Gentilissimi tutti, 

la guerra, con tutto il suo carico di violenza e di orrore, ancora una volta ha fatto irruzione nella storia dei popoli e delle persone, e le istituzioni democratiche sono tutte chiamate a contrastarla con la forza della ragione e della solidarietà.

 La scuola non mancherà all'appello, prima di tutto continuando ad essere fonte di conoscenza, tramite lo studio e l'approfondimento di tutte le discipline, poi attraverso alcuni gesti simbolici - per segnalare il totale dissenso all'aggressione della Russia - e altri gesti concreti, per comunicare la nostra vicinanza al popolo ucraino che subisce oggi una sorte che si riteneva oramai consegnata alle pagine più buie della storia.
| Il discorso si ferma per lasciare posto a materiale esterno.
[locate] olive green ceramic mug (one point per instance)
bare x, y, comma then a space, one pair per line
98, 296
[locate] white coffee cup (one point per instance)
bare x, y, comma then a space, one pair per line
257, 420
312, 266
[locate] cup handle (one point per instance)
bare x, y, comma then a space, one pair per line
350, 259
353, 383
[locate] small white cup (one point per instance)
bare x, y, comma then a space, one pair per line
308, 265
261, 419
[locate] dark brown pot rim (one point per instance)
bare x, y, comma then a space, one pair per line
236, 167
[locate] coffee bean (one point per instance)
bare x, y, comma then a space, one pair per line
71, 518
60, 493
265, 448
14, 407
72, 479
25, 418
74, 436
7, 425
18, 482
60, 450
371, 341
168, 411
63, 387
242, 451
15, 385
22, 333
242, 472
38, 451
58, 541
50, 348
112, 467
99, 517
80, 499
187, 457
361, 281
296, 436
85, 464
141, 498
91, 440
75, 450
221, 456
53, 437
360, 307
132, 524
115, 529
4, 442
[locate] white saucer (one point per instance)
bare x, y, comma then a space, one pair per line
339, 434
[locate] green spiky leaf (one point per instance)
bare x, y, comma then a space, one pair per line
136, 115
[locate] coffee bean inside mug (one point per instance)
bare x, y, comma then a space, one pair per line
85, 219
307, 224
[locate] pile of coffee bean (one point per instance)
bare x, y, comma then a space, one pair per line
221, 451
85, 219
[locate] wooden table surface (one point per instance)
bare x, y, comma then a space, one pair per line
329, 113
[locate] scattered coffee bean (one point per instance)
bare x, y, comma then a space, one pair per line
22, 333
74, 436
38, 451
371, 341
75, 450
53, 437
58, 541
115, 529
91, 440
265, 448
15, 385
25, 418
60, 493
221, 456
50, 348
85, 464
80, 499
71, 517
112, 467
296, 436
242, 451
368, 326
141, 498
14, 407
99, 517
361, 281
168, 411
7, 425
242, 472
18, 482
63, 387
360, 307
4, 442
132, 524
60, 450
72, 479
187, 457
Su proposta dei rappresentanti degli studenti e di alcuni docenti si è avviata una riflessione su come procedere. Il liceo resterà fedele allo stile che lo connota, dunque si stanno cercando modalità ispirate alla sobrietà, non istintive, in sintonia con le altre scuole cittadine e con la rete dei licei, modalità che non rallentino ma anzi valorizzino i percorsi di apprendimento delle classi e degli studenti.

Si cerca la collaborazione di tutti per contrastare la guerra e per ricercare la pace, a partire certo da noi stessi, ma non da soli, anzi d'intesa tra coetanei e tra generazioni, tra studenti e genitori, con gli insegnanti, con i cittadini.

Insieme. 

Di seguito, e più sinteticamente, le azioni proposte, alcune ancora in via di definizione:

1) studio e approfondimento dei temi storici, politici, economici, artistici, letterari ...di quanto sta avvenendo, secondo le scelte dei consigli di classe e dei docenti ;

2) possibilità di "indossare" da subito, senza ostentazione e con buon gusto, i colori della martoriata nazione Ucraina;

3) raccolta fondi, naturalmente libera, da indirizzare a soggetti riconosciuti: si pensa ad UNICEF e Carità diocesana. Per le modalità saranno date istruzioni;

4) una bandiera della pace, a colori o con il simbolo della colomba disegnato da Picasso, già da domani, ad ogni finestra del liceo. Il costo di bandiere nuove è alto, si cercano anche usate, in buono stato;

5) collaborazione alla sezione dedicata nel sito istituzionale www.liceofermipadova.edu.it nelle forme indicate;

6) valorizzazione dell'iniziativa "M'illumino di meno" (11 marzo) e riciclo delle apparecchiature tecnologiche, secondo le indicazioni fornite dal dipartimento di scienze naturali;

7) accoglienza, presso il Fermi, di tutti gli studenti della consulta provinciale, per iniziative comuni o collegate, tra cui un concerto per la pace;

8) interventi di persone coinvolte o esperti, in forma di tavole rotonde, lezioni-dibattito, incontri on line;

9) adesione ad iniziative del Comune di Padova o di altri soggetti legittimati, secondo le scelte dei Consigli di classe;

10) su tutto, valorizzazione dei contenuti propri della disciplina "Educazione Civica", secondo le scelte del coordinamento di Istituto, con una riflessione sui comportamenti delle organizzazioni e delle persone sempre ispirati e coerenti con la Costituzione italiana, fondamento di convivenza e del patto sociale orizzontale e trasversale.